February 27, 2015, 3:30 p.m. in Science Building room 110

"Light of the World: Uncovering the Unexpected Through Science and Scripture"

Kathryn Applegate, BioLogos Program Director.

Abstract
In John 8:12 and 9:5, Jesus calls himself the light of the world. Light and darkness–seeing and not seeing–are apt images for how we come to understand who Jesus is as well as for how we do science. In both cases, we need eyes to see something new, a way to look beyond the existing paradigm to a more coherent view of reality. This was true for first-century Jews awaiting a political savior in a Roman-occupied land; this is true for scientists today who study the workings of the world God has made. So often who God is and what he has done, whether in our lives, in Scripture, or in the created order itself, are not what we would have expected. We will consider several examples from both Scripture and science where the unexpected sheds new light on the character of God. Reflecting on the unexpected can be especially helpful for those who are new to thinking about how evolution could accord with the God of the Bible.
Recordings and related resources
audio_recording, power_point_slides.

April 23 (Thursday), 2015, 3:30 p.m. in room to be announced

"Confronting our Brainhood and Substantive Alienation"

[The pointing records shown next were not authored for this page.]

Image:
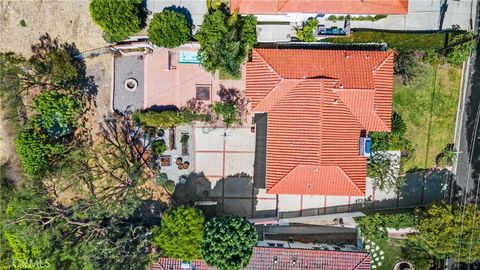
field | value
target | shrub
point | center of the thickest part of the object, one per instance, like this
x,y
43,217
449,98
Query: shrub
x,y
460,48
57,109
225,41
232,106
169,29
159,119
227,242
118,19
307,31
395,140
227,111
180,233
158,147
34,149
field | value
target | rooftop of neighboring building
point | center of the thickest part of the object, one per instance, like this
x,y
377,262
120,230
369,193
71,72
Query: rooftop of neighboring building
x,y
283,258
319,104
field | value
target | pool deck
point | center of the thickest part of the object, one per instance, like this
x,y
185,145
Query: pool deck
x,y
166,87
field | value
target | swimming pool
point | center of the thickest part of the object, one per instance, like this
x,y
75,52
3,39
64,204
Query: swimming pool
x,y
188,57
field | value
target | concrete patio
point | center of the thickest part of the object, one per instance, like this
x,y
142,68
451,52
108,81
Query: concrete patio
x,y
171,83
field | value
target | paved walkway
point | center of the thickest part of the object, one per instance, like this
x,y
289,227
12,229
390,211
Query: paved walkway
x,y
425,15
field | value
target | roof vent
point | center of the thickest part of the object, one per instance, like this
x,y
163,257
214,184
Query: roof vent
x,y
365,146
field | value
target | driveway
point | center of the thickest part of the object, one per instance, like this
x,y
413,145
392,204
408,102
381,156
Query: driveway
x,y
426,15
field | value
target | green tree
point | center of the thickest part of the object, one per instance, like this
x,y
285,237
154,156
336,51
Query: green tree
x,y
448,232
158,147
11,92
169,29
227,242
180,233
34,149
307,31
57,109
225,41
118,19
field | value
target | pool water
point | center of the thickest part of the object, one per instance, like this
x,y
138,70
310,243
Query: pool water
x,y
188,57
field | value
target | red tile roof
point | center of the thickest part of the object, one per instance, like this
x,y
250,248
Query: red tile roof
x,y
318,103
320,6
263,258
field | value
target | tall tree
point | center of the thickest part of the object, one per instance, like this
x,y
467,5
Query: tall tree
x,y
118,19
180,233
225,40
228,242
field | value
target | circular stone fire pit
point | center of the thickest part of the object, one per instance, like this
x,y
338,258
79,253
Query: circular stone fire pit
x,y
131,84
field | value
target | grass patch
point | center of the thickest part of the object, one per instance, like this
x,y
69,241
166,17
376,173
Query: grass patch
x,y
395,40
435,90
393,253
222,75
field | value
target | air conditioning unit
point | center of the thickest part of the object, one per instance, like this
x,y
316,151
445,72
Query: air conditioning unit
x,y
365,146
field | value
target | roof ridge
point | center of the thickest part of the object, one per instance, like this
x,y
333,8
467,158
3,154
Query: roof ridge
x,y
390,52
267,63
274,90
367,255
349,178
346,106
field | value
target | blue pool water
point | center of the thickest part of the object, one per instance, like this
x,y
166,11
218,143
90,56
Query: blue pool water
x,y
188,57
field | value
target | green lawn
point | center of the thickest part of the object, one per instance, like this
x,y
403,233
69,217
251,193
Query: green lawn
x,y
428,106
393,253
395,40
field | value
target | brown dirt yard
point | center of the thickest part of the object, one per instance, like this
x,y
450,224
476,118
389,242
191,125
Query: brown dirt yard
x,y
69,21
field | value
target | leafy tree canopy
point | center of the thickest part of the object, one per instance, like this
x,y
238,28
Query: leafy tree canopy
x,y
34,149
169,29
180,233
225,40
227,242
450,232
118,19
57,109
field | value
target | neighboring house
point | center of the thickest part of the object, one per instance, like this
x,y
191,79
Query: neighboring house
x,y
358,7
318,104
278,18
283,258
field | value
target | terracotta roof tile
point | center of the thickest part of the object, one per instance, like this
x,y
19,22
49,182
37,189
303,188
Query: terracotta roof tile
x,y
283,258
320,6
317,115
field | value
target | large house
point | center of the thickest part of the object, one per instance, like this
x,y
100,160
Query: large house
x,y
315,107
283,258
360,7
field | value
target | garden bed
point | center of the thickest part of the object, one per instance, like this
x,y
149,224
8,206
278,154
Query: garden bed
x,y
402,40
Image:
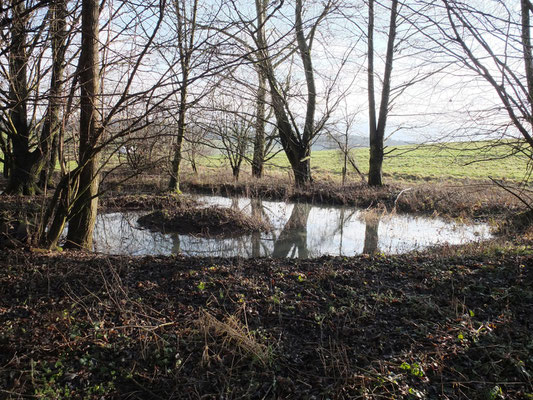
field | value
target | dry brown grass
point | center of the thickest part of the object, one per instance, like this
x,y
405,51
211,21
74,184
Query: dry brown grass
x,y
231,334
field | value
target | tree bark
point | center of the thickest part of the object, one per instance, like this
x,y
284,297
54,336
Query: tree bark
x,y
24,167
377,127
52,124
185,47
81,225
297,146
259,140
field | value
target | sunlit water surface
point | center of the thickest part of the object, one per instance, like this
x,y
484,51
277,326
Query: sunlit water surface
x,y
299,230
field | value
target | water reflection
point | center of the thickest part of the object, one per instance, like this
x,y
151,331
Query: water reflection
x,y
292,240
299,230
371,233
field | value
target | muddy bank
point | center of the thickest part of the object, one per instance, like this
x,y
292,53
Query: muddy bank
x,y
420,326
207,222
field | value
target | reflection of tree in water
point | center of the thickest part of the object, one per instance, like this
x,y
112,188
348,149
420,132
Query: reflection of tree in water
x,y
176,243
344,217
294,235
258,213
371,233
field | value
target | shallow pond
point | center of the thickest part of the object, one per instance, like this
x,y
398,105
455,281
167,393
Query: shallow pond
x,y
299,230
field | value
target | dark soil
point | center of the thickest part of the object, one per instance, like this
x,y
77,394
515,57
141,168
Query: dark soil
x,y
208,221
415,326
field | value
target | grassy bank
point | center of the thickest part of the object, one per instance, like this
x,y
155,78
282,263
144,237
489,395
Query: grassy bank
x,y
450,325
450,161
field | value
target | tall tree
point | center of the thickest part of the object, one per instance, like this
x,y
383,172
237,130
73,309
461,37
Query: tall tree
x,y
378,118
28,137
84,209
296,141
186,27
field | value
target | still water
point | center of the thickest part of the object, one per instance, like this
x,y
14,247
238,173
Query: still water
x,y
299,230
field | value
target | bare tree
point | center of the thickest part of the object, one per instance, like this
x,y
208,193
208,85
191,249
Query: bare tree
x,y
490,43
378,120
29,127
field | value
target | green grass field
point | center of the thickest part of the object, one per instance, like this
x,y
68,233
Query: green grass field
x,y
476,160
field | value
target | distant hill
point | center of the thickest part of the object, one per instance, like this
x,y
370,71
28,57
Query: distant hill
x,y
326,143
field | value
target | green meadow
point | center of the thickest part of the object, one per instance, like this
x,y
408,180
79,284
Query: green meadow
x,y
466,160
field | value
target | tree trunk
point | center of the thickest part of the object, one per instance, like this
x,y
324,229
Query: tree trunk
x,y
259,140
377,127
25,165
52,125
186,38
297,146
81,225
174,183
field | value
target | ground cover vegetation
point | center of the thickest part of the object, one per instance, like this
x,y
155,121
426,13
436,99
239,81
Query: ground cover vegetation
x,y
454,323
115,106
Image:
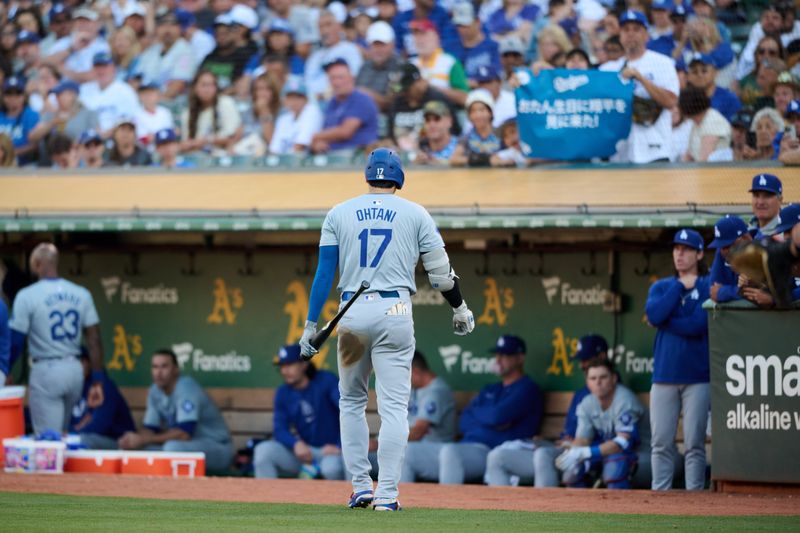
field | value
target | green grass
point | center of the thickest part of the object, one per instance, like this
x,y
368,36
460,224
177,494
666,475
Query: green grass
x,y
47,512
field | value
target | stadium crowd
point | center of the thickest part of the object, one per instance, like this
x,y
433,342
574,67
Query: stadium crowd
x,y
129,83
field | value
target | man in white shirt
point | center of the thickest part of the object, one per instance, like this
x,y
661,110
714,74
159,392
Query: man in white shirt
x,y
107,96
73,54
333,47
298,123
169,62
655,93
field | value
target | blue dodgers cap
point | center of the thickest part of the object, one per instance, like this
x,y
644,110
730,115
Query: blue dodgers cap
x,y
167,135
633,16
727,230
689,237
27,37
288,354
14,83
65,85
102,58
789,217
589,347
89,136
767,183
486,73
509,345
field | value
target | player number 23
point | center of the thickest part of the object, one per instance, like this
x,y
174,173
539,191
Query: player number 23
x,y
364,236
64,325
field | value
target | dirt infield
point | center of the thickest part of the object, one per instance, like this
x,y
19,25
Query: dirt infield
x,y
412,495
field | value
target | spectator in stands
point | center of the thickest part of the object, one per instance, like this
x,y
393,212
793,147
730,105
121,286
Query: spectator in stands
x,y
229,57
168,147
609,433
381,65
514,19
74,54
62,152
769,54
125,50
151,117
300,120
8,158
729,231
505,411
333,47
437,142
211,122
17,119
432,11
442,70
479,50
431,422
351,118
703,74
505,104
766,198
770,24
655,93
511,57
258,120
125,151
169,62
100,425
180,417
478,145
766,125
710,132
109,97
306,427
681,365
90,149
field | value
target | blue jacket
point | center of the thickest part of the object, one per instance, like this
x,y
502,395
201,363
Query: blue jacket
x,y
723,274
312,412
112,419
502,413
680,352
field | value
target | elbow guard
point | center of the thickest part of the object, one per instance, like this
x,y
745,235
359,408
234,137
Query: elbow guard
x,y
440,274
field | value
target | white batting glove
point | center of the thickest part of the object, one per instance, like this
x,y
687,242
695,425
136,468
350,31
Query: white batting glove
x,y
463,321
572,457
306,350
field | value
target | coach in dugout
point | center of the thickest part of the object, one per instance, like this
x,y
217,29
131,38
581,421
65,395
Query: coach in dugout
x,y
680,363
100,422
306,441
180,417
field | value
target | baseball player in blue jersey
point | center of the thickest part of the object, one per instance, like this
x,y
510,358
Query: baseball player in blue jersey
x,y
100,425
379,237
55,315
180,417
501,412
528,460
729,231
306,428
680,363
608,432
432,422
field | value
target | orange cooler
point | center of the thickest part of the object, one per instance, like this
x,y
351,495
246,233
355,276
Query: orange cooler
x,y
93,462
171,464
12,416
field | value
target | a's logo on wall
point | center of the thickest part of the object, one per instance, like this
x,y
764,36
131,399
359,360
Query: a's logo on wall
x,y
227,303
127,349
498,302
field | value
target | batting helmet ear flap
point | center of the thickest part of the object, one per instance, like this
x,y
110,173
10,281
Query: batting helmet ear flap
x,y
384,164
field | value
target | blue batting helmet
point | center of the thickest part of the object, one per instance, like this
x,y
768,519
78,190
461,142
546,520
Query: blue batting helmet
x,y
384,164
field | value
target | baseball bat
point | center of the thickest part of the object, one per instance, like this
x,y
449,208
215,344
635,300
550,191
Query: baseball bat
x,y
322,335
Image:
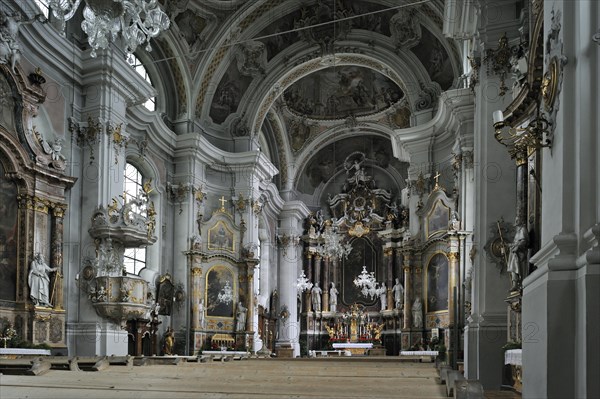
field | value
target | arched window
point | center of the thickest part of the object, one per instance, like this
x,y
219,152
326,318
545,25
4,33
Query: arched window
x,y
150,104
135,258
44,6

Carl Gillett, Professor of Philosophy, Northern Illinois University.

Abstract
To Be Announced.
Recordings and related resources
audio_recording, power_point_slides.
Co-sponsors
Calvin College Philosophy Department.
 

April 24, 2015, 3:30 p.m. in room to be announced

"Fundamentalism vs. Mutualism: Understanding our Ongoing Debates over Reduction and Emergence"

Carl Gillett, Professor of Philosophy, Northern Illinois University.

Abstract
To Be Announced.
Recordings and related resources
audio_recording, power_point_slides.
Co-sponsors
Calvin College Philosophy Department.